É por esse «mais» que Kadú se bate.

Do balneário às bancadas. Do Dragão à Trofa. Realidades opostas, mas igual organização. Palavra de Kadú. «Encontrei uma equipa profissional, tudo organizado. Surpreendeu-me. No FC Porto estava habituado a outra organização e nestes clubes pensamos que não são tão organizados, mas a minha experiência tem sido muito positiva», garante.

Então e diferenças? Poucas, mas existem. «No FC Porto tinha alguém que nos limpasse as botas, no Trofense não temos isso, mas o senhor da lavandaria ajuda», atira.

Kadú na equipa B do FC Porto, época 2013/14:

«Caminho facilitado? Depende do meu trabalho»

Tapado por Murta na primeira metade da época, Kadú conta quatro jogos oficiais. Pouco para quem espera «sempre o melhor». Estreou-se na Trofa contra o Vitória de Setúbal, para a Taça de Portugal. O tomba-gigantes esteve perto, mas «brilhou o Trigueira» nas grandes penalidades. «Estava confiante, tínhamos visto alguns vídeos, mas os jogadores [do Vitória] mudaram de lado», lamenta o jovem angolano.

A lotaria abriu caminho para três jogos no campeonato, é certo. Porém, o azar também bateu à porta: falhou cinco jogos, todos por castigo. Defrontou o Felgueiras, mas foi expulso com o Aliança de Gandra. Cumpriu dois jogos de suspensão e voltou ao banco, onde «aconteceu o que aconteceu em Amarante».

Do banco, Kadú viu o cartão vermelho nos protestos do Trofense nesse jogo. Ficou de fora três partidas.

A 15 de janeiro, tudo se conjugou para o regresso, dois meses depois do último jogo. Castigo cumprido, viu Murta sair para a AD Oliveirense e tornou-se primeira opção na vitória com o São Martinho (3-2). Pode a saída do colega abrir portas para a titularidade? «Não posso dizer que tenho caminho facilitado, depende muito do meu trabalho», vinca Kadú, lembrando o agora único colega de posição, Nuno Silva, um jovem com «muita qualidade».

Parte integrante do investimento do Trofense para a época, «a equipa com melhor futebol» na Série B, como defende Kadú, vê já remotas as hipóteses de acesso à fase de subida. Com uma jornada para o fim da primeira fase, «ainda não atirámos a toalha ao chão», garante. É preciso, contudo, um grande exercício matemático para sonhar com o 2.º lugar da série.

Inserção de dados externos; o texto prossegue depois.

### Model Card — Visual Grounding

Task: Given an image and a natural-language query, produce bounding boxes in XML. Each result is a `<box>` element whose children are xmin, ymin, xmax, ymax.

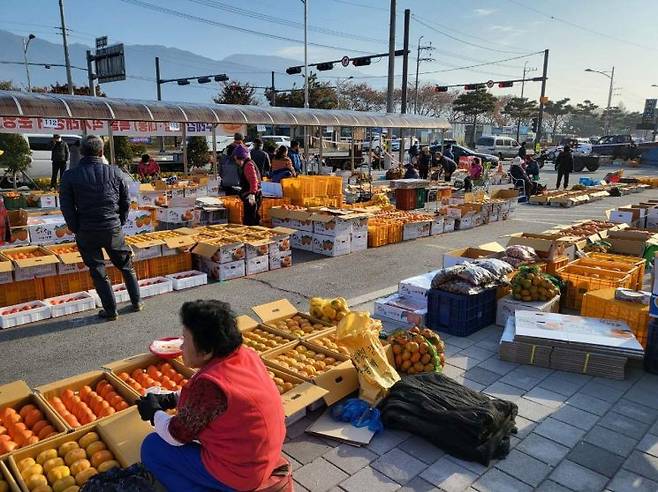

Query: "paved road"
<box><xmin>0</xmin><ymin>166</ymin><xmax>655</xmax><ymax>386</ymax></box>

«Se ganhamos com um guarda-redes sem luvas, imagina com luvas»

Kadú insere-se num vasto lote de atletas jovens do Trofense. Reconhece, por isso, a mensagem e os conselhos dos «jogadores mais experimentados» para regressar ao topo, onde não se conseguiu impor. Entre palavras, momentos sérios e de reflexão, também há espaço à brincadeira. Saudável e naturalmente.

Num treino, tinha usado umas luvas pretas e íamos fazer jogos entre equipas para ver quem fazia mais pontos. Estava na equipa do Hélder [Sousa], ele brincou e disse que com um guarda-redes sem luvas íamos perder. Acabámos por ganhar e ele disse: "Se ganhamos com um guarda-redes sem luvas, imagina com luvas (risos)".»

Com ou sem estas, Kadú sabe que precisa de «sorte» para o retorno aos campeonatos profissionais. Isso e empenho. «Tenho de trabalhar muito para chegar e sustentar-me na primeira liga. Logo se vê», reflete.

Entre ambição contida, falar do FC Porto é igual saudade. «O Porto é sempre o Porto, vai sempre ficar marcado. Devo tudo ao Porto», refere. Voltar à casa-mãe? «É complicado, principalmente nas equipas grandes», considera.

Angola no horizonte

Kadú chegou a Portugal há quase uma década. De idade tenra, mas objetivo claro, reconhece que «Portugal está com uma geração muito boa de guarda-redes». Nunca fechou a porta a poder representar a seleção portuguesa nos escalões jovens, embora tenha Angola no pensamento. «Sou angolano e é lógico que gostava de representar Angola».

Enquanto isto, fazer carreira em terras lusas é o caminho. Tudo para voltar a «estar entre os melhores».